Radial Duality Part I: Foundations
Benjamin Grimmer

TL;DR
This paper introduces radial transformations that generalize existing conic optimization methods, enabling new projection-free algorithms applicable to nonconvex problems, and establishes a duality framework for these transformations.
Contribution
It develops a new class of radial transformations with a duality property, broadening the scope of projection-free optimization methods beyond convex cones.
Findings
Radial transformations are dual and self-inverse for many functions.
Characterization of continuity, differentiability, and convexity under radial transformations.

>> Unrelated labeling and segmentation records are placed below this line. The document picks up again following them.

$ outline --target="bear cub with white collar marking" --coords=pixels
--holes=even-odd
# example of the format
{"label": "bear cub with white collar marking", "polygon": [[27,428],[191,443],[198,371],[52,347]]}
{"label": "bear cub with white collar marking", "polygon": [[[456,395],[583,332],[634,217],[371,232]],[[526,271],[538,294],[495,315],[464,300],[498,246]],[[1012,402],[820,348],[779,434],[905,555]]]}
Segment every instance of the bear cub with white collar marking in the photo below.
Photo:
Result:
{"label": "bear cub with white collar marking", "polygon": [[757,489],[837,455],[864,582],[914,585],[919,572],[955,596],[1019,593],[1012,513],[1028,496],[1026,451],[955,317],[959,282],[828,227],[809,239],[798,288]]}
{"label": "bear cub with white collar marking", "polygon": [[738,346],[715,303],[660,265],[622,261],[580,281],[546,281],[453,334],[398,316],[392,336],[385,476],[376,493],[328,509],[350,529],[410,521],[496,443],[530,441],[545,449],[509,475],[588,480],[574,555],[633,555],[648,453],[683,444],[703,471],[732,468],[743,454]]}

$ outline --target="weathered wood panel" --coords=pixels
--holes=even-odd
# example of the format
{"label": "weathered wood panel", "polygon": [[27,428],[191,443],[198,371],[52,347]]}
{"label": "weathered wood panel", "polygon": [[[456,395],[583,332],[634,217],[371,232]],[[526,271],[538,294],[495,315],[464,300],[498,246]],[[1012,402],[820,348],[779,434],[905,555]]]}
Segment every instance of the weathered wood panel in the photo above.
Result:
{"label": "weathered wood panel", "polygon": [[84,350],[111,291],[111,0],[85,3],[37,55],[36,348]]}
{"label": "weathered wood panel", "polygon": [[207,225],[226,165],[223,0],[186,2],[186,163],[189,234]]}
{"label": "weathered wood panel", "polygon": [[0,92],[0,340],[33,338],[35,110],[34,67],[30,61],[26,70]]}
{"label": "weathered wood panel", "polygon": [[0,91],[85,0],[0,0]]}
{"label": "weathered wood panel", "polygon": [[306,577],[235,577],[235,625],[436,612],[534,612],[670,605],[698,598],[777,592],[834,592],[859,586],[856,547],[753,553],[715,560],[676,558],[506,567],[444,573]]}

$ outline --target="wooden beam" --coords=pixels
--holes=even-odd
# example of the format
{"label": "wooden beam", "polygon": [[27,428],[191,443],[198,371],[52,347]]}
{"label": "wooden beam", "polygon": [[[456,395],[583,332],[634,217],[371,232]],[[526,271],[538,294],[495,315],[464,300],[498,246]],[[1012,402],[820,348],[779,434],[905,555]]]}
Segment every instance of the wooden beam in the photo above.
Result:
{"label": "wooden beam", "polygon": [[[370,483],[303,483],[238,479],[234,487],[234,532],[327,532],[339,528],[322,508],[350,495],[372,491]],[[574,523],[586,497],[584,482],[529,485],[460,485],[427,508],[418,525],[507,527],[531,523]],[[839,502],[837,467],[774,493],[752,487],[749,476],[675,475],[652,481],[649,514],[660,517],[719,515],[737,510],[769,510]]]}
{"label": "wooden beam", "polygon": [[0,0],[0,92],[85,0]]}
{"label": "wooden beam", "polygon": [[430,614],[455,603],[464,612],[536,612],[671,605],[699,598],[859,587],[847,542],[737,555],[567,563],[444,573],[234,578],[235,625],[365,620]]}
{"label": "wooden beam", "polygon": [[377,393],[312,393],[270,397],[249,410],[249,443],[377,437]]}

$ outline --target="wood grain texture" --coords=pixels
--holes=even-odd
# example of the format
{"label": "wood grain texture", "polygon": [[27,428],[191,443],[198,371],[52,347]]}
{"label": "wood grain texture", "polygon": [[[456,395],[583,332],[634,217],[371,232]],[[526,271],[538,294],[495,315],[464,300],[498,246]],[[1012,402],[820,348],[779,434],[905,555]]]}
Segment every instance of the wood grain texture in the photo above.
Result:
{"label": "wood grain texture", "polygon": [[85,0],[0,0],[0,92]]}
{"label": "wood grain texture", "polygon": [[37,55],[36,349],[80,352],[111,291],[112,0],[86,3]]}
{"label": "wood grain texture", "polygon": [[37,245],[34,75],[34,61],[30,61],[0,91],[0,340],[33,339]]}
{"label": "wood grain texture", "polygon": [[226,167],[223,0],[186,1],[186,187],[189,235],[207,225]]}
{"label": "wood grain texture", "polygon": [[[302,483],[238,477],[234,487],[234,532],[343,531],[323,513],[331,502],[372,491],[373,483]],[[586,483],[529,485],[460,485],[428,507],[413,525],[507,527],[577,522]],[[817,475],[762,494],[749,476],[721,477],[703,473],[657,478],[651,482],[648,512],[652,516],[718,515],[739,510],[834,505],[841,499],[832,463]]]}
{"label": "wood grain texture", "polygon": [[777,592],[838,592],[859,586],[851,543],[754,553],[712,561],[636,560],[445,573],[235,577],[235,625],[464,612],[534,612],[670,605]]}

Foundation for designing new projection-free optimization algorithms.
Abstract
(Renegar, 2016) introduced a novel approach to transforming generic conic optimization problems into unconstrained, uniformly Lipschitz continuous minimization. We introduce {\it radial transformations} generalizing these ideas, equipped with an entirely new motivation and development that avoids any reliance on convex cones or functions. Of practical importance, this facilitates the development of new families of projection-free first-order methods applicable even in the presence of nonconvex objectives and constraint sets. Our generalized construction of this radial transformation uncovers that it is dual (i.e., self-inverse) for a wide range of functions including all concave objectives. This gives a new duality relating optimization problems to their radially dual problem. For a broad class of functions, we characterize continuity, differentiability, and convexity under the radial…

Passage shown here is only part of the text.